Vol. 16, No. 44 Week of October 30, 2011

Exxon’s new Alaska tankers described

More details are emerging about the pair of new double-hull tankers ExxonMobil’s shipping affiliate, SeaRiver Maritime Inc., has ordered to carry Alaska North Slope crude oil.

The tankers will be driven by a single diesel engine, says an article in the September newsletter from the Prince William Sound Regional Citizens’ Advisory Council, a Valdez-based industry watchdog organization.

“While the ships will not be constructed with double propellers, engines, or rudders, a SeaRiver representative indicated the design does include other navigational and propulsion redundancies,” The Observer newsletter article says. “Specifically, SeaRiver has tried to eliminate the possibility of single points of failure leading to loss of power or navigational failure. This will include items like the inclusion of redundant engine cooling water, installation of additional low fuel level alarms and increasing the reliability of things like fuel flow meters.”

The new tankers will be designed to operate in the North Pacific for a minimum of 25 years without suffering hull metal fatigue.
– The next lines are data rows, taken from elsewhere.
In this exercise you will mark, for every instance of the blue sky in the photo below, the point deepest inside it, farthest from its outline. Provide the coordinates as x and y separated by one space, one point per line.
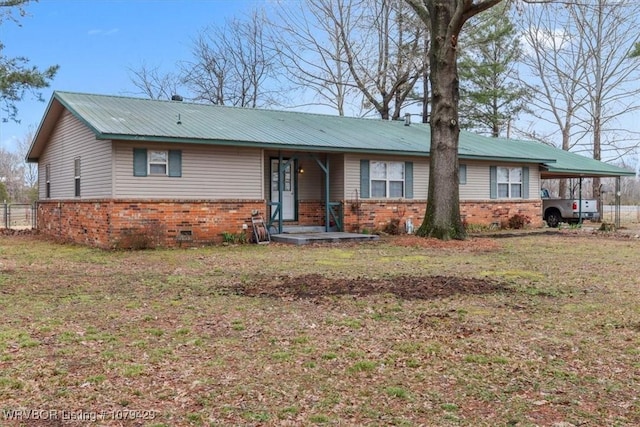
95 42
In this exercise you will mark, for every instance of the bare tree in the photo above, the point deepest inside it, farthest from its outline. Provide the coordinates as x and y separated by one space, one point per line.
154 84
29 170
553 75
446 19
344 48
12 174
309 47
609 32
232 65
581 76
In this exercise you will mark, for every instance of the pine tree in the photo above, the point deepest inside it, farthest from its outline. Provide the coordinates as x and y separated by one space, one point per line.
490 96
16 76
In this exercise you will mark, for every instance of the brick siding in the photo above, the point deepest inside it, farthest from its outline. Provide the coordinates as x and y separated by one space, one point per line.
115 223
375 215
127 223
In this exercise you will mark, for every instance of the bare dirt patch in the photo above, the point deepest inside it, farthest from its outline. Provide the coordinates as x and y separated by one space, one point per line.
315 286
472 244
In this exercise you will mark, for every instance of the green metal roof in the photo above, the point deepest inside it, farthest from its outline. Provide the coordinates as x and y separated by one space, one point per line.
125 118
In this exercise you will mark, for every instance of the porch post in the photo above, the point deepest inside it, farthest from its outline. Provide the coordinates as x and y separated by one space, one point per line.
280 189
327 209
580 204
617 215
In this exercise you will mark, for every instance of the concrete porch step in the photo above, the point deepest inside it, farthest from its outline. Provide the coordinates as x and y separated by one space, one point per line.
298 229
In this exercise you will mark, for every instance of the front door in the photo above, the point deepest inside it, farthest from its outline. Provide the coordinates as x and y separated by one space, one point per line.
288 189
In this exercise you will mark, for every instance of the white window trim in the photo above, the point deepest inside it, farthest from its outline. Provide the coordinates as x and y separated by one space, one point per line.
509 182
165 163
387 180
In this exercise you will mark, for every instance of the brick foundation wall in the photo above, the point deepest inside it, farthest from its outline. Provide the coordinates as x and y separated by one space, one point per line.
114 223
375 215
127 223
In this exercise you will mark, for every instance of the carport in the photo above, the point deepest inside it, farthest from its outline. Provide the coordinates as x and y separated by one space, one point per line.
574 166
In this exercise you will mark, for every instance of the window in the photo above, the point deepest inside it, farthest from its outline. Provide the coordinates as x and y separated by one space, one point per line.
509 183
387 179
47 178
158 162
76 173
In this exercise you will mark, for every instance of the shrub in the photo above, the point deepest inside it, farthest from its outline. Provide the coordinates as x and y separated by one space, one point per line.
393 227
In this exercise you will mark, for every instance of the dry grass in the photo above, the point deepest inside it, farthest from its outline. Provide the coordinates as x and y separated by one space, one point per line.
244 335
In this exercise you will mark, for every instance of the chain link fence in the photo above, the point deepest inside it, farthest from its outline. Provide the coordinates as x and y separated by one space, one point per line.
19 216
629 214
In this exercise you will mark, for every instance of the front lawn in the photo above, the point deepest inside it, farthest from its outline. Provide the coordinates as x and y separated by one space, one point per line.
522 331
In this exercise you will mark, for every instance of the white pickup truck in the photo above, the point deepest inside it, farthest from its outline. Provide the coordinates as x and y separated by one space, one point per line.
555 211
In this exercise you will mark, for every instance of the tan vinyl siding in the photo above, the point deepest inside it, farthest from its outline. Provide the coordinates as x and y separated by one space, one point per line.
70 140
478 181
208 173
311 182
420 173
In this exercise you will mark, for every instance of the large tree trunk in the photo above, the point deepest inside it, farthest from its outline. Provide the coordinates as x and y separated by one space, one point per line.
445 18
442 219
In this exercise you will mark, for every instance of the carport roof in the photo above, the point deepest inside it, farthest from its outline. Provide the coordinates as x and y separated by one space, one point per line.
136 119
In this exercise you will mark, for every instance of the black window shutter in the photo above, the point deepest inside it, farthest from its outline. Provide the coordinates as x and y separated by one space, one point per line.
408 180
175 163
139 162
525 182
493 182
364 179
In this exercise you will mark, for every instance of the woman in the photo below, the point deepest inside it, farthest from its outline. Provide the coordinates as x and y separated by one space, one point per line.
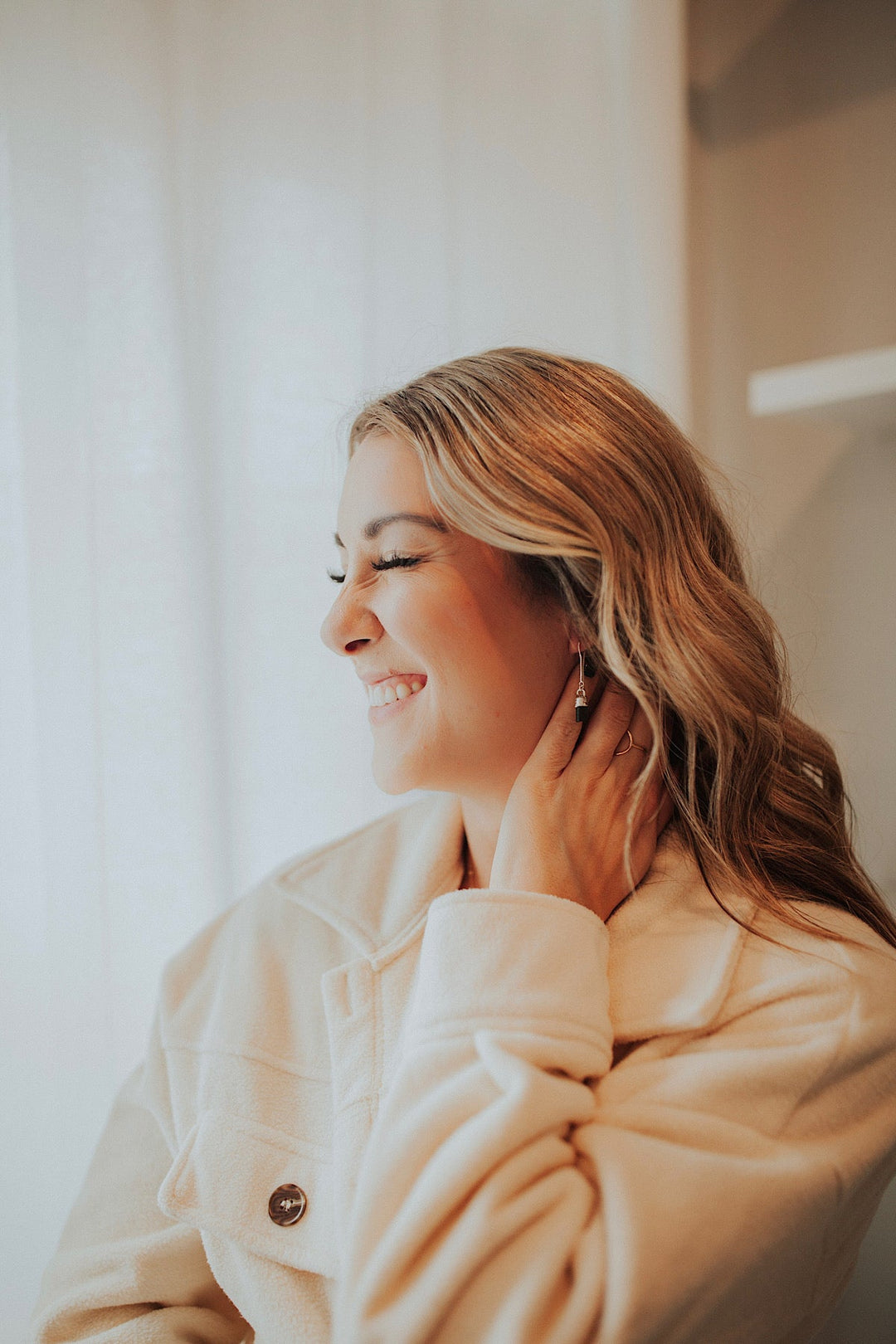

The newsletter article also says the ships will be among the first U.S. oil tankers built to meet specifications under “common structural rules” the major ship classification societies issued in 2006.

2014 delivery

ExxonMobil is the last of the major North Slope oil producers to build new double-hull tankers. BP and ConocoPhillips already have launched double-hull fleets.

On Sept. 29, ExxonMobil announced that SeaRiver had signed a $400 million deal with Aker Philadelphia Shipyard for the two new tankers.

Construction of the 820-foot, 115,000 deadweight ton tankers is expected to begin by mid-2012. The vessels are scheduled for delivery in 2014.

Each will have a carrying capacity of 730,000 barrels of crude.

That’s about 12 percent less than the capacity of the two SeaRiver tankers to be replaced, the Kodiak and the Sierra.

While the Kodiak and Sierra are double-hulled, they are old, built in the late 1970s.